Converting offices to homes

As office space has opened, several developers have pounced on the opportunity to try to provide housing for a market that continues to need more places to live.

Red Tail Land Development, based in Irvine, California, earlier this year confirmed preliminary plans to convert the historic Crescent Building, 719 W. Main Ave., into 97 multifamily living units.

In the same neighborhood, developer Jordan Tampien and a group of investors purchased the historic Peyton Building, at 10 N. Post St., and plan to convert the former office space into 96 apartments.

“It’s one of those projects that we get really excited about. For us, it’s a triple bottom line. Really, it’s a good community builder,” Tampien told The Spokesman-Review in March. “We are taking 100,000 square feet off the office rental market and (it) gives us another 100 units” of apartments.

Black, of NAI Black, said the downtown office markets have always presented a challenge.

“It’s like musical chairs.

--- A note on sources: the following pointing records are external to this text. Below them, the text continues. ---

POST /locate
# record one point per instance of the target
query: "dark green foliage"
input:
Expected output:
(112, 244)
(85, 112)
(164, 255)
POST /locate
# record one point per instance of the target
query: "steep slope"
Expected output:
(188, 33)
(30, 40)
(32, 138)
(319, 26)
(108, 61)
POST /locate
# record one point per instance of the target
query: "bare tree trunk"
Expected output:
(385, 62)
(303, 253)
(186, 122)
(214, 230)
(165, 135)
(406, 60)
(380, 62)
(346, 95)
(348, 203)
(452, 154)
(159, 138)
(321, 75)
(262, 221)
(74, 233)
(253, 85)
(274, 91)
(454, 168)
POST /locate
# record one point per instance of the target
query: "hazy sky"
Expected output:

When leases expire, they are always looking to upgrade their space in quality or affordability,” he said. “We are seeing a lot more older office buildings being converted.”

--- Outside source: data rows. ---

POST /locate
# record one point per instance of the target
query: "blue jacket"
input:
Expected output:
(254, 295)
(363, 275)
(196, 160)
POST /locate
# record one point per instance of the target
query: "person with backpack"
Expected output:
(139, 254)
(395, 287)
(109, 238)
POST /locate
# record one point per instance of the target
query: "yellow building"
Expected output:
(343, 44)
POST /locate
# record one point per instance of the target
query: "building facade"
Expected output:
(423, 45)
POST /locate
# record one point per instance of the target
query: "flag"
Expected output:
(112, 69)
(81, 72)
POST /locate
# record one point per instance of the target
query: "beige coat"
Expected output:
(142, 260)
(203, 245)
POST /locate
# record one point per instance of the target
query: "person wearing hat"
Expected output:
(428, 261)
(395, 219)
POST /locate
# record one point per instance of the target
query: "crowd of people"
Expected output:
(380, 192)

His own company did the same thing.

In 2021, Black Enterprises spent $6.5 million to convert the James S. Black Building into the Marjorie Apartments, a 50-unit mixed-use project at 107 S. Howard St.

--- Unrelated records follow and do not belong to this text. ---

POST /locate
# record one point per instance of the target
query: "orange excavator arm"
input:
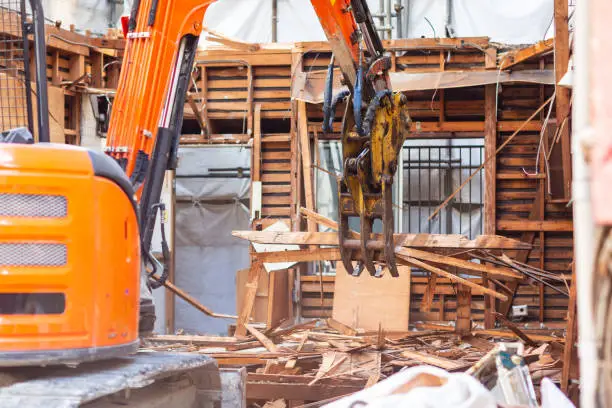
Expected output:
(147, 112)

“After we had it finished, within 30 days we had it fully leased,” Black said. “We should have done it 10 years ago. There is more demand downtown for housing than there is for office tenants.”

Homeless factor

Forsyth, the economist, said that the move to convert offices to homes could compound other social dynamics playing out in Spokane and in most every other major city in America.

“There is a desire to do something with this space,” he said. “If you convert it to housing, will people want to use it if cities don’t also address the issue of homelessness as well? I think that’s complicating this conversion of commercial to residential.”

San Francisco has several businesses, such as Seattle-based Nordstrom, that are pulling out. Portland, Seattle and other cities have growing urban homelessness with which “a lot of people have become frustrated,” Forsyth said.

“I always have to remind people that this problem stretches across the U.S. through many urban areas,” he said. “It does make urban renewal coming out of the pandemic … definitely more complicated.”

Soehren said he’s been marketing real estate in Spokane since 1983.

“When I started, housing in downtown was low-income and poor seniors in assisted-living,” he said. “The driver to make a vibrant downtown was to get working-class people to move downtown. We’ve achieved that to a certain degree.”

He recently met some clients looking for office space. They started off by saying they didn’t want to even look at downtown Spokane because of parking costs and homeless issues.

“So, there is a whole bunch at play,” Soehren said. “I’m hopeful for the office market that it will come back. But, I don’t think it will ever be what it was.”

The Washington Post and Bloomberg contributed to this report.